General Hospital and the A-Team

General Hospital and the A-Team

by: Garland Davis

It was one of the FF’s I served in.  I don’t remember which one.  We had an extended availability in Yokosuka.  I had a relatively untrained Galley crew and was spending most of my time in the Galley training the cooks in proper procedures and trying to get them up to working without constant supervision.  I didn’t spend a lot of time in the CPO Mess.  I saw more of the CPO Mess through the window from the Galley than I did as a member. I usually had coffee in the Mess Deck at 0500 and then helped the cooks through preparation and serving of breakfast.  After quarters, I would get the cooks started on the noon meal and work on my paperwork in the Supply Office.

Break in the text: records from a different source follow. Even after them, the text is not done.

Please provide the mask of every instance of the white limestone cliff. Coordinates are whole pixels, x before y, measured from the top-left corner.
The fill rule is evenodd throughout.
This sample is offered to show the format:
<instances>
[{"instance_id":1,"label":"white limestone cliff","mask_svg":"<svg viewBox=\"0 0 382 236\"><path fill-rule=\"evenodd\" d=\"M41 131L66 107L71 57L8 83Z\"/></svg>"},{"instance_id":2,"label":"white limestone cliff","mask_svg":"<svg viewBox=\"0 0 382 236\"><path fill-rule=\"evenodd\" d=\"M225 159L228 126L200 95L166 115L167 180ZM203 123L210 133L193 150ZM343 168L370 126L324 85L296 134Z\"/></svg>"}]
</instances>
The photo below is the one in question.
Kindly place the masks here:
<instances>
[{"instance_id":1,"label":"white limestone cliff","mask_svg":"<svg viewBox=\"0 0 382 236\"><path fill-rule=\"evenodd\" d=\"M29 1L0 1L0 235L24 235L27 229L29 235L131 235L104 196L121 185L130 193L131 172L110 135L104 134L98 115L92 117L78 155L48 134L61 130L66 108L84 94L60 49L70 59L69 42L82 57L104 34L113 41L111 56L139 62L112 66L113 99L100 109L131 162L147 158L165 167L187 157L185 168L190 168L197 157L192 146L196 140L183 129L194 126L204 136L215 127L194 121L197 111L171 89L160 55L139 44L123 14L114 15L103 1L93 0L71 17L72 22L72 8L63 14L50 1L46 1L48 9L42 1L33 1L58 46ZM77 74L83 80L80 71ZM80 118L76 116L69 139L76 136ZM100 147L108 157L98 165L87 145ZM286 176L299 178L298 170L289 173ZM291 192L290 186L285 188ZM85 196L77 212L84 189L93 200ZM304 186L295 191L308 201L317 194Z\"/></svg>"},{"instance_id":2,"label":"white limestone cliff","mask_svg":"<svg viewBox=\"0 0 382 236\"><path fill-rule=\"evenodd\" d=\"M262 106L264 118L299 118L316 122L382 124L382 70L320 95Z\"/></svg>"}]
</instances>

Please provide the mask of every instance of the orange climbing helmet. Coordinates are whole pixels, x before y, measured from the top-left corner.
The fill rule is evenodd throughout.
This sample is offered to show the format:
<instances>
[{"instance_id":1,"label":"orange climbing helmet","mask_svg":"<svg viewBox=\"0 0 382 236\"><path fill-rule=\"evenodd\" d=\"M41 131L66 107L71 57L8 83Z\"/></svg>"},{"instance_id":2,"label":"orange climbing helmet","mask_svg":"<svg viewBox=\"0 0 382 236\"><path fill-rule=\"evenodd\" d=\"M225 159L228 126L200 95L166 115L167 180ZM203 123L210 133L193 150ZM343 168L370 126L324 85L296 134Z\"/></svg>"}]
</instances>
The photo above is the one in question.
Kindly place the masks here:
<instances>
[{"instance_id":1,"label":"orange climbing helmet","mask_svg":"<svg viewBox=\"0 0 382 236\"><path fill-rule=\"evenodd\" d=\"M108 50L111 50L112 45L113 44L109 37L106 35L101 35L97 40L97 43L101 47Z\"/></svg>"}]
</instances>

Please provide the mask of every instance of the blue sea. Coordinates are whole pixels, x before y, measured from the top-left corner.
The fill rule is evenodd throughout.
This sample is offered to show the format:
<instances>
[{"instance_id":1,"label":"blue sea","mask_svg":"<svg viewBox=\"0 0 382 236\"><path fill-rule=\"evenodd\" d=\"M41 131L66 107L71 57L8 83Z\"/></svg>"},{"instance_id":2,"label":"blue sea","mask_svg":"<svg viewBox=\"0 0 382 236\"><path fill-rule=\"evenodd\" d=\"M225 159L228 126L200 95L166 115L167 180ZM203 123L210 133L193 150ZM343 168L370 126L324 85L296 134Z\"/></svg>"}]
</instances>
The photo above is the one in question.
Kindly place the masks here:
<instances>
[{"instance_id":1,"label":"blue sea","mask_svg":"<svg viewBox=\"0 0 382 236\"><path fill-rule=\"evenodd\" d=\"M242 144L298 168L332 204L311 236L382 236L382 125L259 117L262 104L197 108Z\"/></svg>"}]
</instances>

In addition to my Food Service duties, I was also tagged with overseeing and coordinating the SRF and contract worker’s efforts rehabilitating the forward and after crew’s heads.   If I wasn’t in the Galley, I was in the Supply Office or walking around with a sheaf of blue prints and work orders attempting to control the work in the heads.  Hard to believe, but I was mostly discouraging them from doing the work.  A major weapons department cable run had to be accomplished first.  The cables were to run through the heads.  If I had let the head rehab go forward, the contractor doing the cable run would have just ripped it out to do his work. At the same time, I inherited supervising the head cleaners.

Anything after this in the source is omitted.